Un percorso strutturato e flessibile
Il progetto si articola in diverse fasi, pensate per guidare docenti e alunni in un percorso di scoperta e creazione:
- La Fiaba, istruzioni per l’uso (per i docenti): Un modulo di formazione e riflessione che, partendo dalle radici storiche e funzionali della fiaba (Basile, Perrault, Grimm, Calvino), esplora l’archivio del Museo come risorsa viva. Approfondimenti sulla “Morfologia della Fiaba” di Propp e sulla sua valenza psicologica (Bettelheim) forniranno ai docenti strumenti teorici e pratici.
- Riflessione guidata sull’oralità oggi: Un’indagine sulla trasmissione della fiaba nelle famiglie e un’esplorazione delle nuove forme di oralità (podcast, audiolibri, storytelling su YouTube) per confrontarne i codici con quelli della narrazione tradizionale.
- Laboratorio di ricerca con gli alunni (indicazioni di massima): Questa fase trasforma gli alunni in “ricercatori di storie” attraverso attività pratiche e coinvolgenti:
- Cacciatori di fiabe: Gli alunni esplorano le molteplici varianti di fiabe note (es. Cenerentola, Cappuccetto Rosso), raccogliendo testimonianze orali da familiari e ricercando varianti nell’archivio digitale del Museo, per poi confrontarle e analizzarne le trasformazioni.
- La fabbrica delle storie: Utilizzando le funzioni di Propp o schemi semplificati, gli alunni creano le proprie fiabe, allenando la fluidità narrativa attraverso esercizi come “Il Contastorie a tempo”.
- Podcast dal Bosco Incantato e Comunicazioni dal Museo: L’attività più innovativa, che vede i ragazzi “smontare” e ricreare fiabe utilizzando format moderni (Telegiornale del Regno Incantato, Podcast “Misteri nel Bosco”, Storytelling per i Social Media), avvalendosi degli strumenti di comunicazione del Museo.

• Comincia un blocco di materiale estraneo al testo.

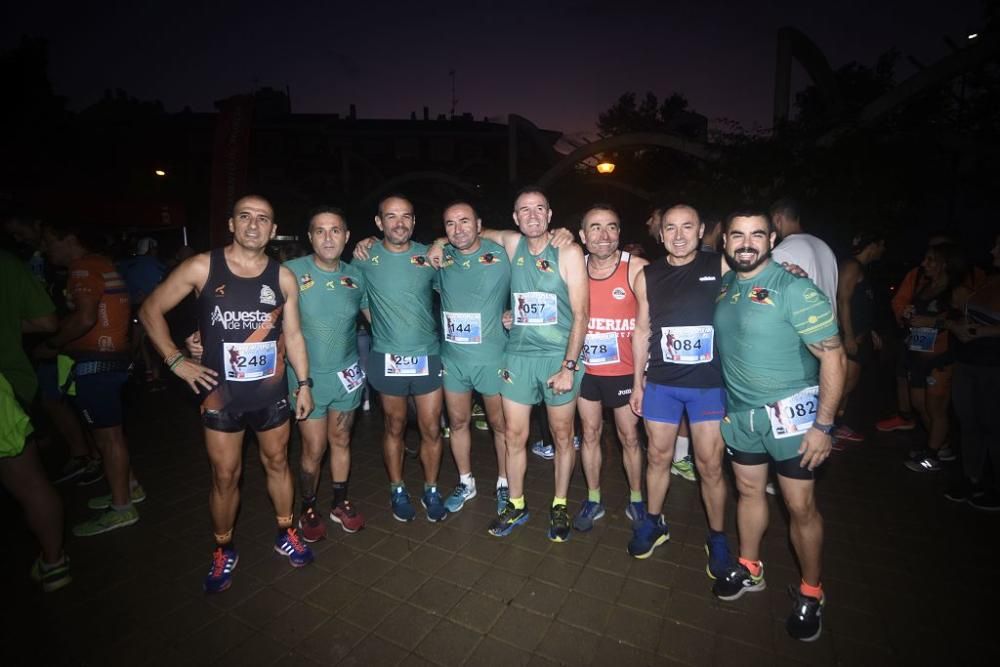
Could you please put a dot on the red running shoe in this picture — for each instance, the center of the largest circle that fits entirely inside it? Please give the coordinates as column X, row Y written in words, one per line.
column 895, row 423
column 349, row 518
column 312, row 526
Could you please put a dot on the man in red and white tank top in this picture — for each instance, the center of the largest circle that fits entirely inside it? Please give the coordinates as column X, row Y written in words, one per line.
column 607, row 354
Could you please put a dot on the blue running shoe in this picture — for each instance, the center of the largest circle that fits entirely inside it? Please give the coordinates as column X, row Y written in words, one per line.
column 647, row 534
column 509, row 519
column 220, row 577
column 402, row 508
column 458, row 497
column 431, row 500
column 719, row 559
column 636, row 511
column 290, row 544
column 559, row 523
column 588, row 514
column 503, row 495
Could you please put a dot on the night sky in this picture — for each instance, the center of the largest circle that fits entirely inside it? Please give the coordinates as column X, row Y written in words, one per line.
column 557, row 62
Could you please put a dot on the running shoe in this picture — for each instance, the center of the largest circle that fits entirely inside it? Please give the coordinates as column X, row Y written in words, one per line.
column 559, row 523
column 107, row 521
column 925, row 462
column 895, row 423
column 311, row 526
column 92, row 474
column 736, row 581
column 509, row 519
column 138, row 494
column 648, row 533
column 51, row 577
column 636, row 511
column 402, row 508
column 588, row 514
column 290, row 543
column 503, row 495
column 684, row 469
column 805, row 623
column 431, row 500
column 719, row 558
column 847, row 434
column 349, row 518
column 457, row 499
column 547, row 452
column 220, row 575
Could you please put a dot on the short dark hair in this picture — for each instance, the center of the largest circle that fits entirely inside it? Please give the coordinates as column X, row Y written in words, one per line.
column 332, row 210
column 600, row 206
column 461, row 202
column 747, row 213
column 788, row 207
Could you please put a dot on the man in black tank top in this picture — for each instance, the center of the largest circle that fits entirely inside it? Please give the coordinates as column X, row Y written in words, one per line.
column 248, row 323
column 674, row 334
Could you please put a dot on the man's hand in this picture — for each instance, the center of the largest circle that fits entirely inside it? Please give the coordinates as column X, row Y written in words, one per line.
column 559, row 238
column 194, row 346
column 815, row 448
column 303, row 402
column 363, row 246
column 561, row 382
column 197, row 376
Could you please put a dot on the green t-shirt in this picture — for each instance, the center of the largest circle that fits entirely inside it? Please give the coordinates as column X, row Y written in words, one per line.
column 22, row 297
column 762, row 327
column 400, row 289
column 475, row 290
column 329, row 303
column 540, row 303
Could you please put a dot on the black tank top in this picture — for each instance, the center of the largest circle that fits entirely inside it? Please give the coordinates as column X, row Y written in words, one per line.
column 240, row 324
column 683, row 296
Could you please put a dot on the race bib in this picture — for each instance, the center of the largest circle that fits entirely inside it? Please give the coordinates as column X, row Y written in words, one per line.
column 794, row 415
column 352, row 377
column 462, row 328
column 535, row 309
column 922, row 339
column 249, row 362
column 600, row 349
column 687, row 345
column 397, row 365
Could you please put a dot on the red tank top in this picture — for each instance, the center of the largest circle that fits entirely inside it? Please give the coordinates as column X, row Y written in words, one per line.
column 608, row 348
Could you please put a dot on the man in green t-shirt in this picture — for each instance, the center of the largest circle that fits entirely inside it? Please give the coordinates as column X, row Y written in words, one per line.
column 475, row 289
column 784, row 369
column 405, row 359
column 331, row 295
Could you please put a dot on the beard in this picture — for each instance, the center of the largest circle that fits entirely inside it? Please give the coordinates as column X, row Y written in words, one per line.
column 746, row 266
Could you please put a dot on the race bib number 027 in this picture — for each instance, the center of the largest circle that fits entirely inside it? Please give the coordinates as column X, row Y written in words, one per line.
column 794, row 415
column 249, row 362
column 535, row 309
column 398, row 365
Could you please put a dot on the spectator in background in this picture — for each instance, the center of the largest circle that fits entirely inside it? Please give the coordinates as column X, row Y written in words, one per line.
column 856, row 307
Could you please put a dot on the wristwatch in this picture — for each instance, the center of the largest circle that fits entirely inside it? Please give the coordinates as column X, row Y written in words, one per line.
column 825, row 429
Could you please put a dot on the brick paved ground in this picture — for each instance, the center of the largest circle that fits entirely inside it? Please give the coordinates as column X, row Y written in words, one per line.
column 906, row 573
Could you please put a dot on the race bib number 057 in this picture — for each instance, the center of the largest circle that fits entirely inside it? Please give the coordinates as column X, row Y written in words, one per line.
column 249, row 362
column 794, row 415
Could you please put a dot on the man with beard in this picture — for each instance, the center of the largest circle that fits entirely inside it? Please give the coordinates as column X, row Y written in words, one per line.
column 607, row 354
column 549, row 292
column 405, row 359
column 674, row 334
column 784, row 368
column 475, row 290
column 248, row 304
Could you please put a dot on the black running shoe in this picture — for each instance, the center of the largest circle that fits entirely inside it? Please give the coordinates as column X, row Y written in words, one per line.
column 736, row 581
column 805, row 623
column 559, row 523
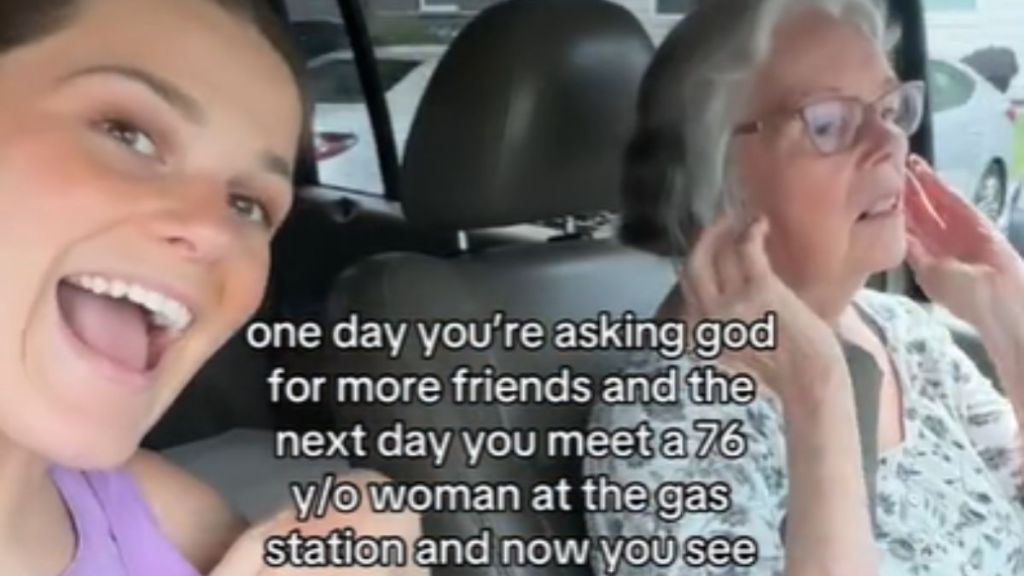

- Fase finale: Condivisione e restituzione: Il progetto culmina con un “Festival della Fiaba”, un evento finale a scuola, aperto alla comunità, dove i ragazzi presentano i loro lavori. I migliori prodotti potranno essere valorizzati attraverso i canali di comunicazione del Museo, creando un’eredità digitale. Un “Circle Time” finale permetterà di riflettere sull’esperienza e sui nuovi apprendimenti.
Un organismo vivo per il pensiero e la parola
“C’era una volta… e c’è ancora? La fiaba come specchio del mondo e strumento per la parola” non è solo un progetto didattico, ma un invito a riscoprire la ricchezza della narrazione orale come pilastro della cultura e della comunicazione umana. Attraverso questo percorso, la fiaba si rivela uno strumento potente per strutturare il pensiero, dare voce alle emozioni e, soprattutto, padroneggiare l’arte antica e sempre nuova del raccontare, preparando le giovani generazioni a navigare un mondo in continua evoluzione con maggiore consapevolezza e creatività.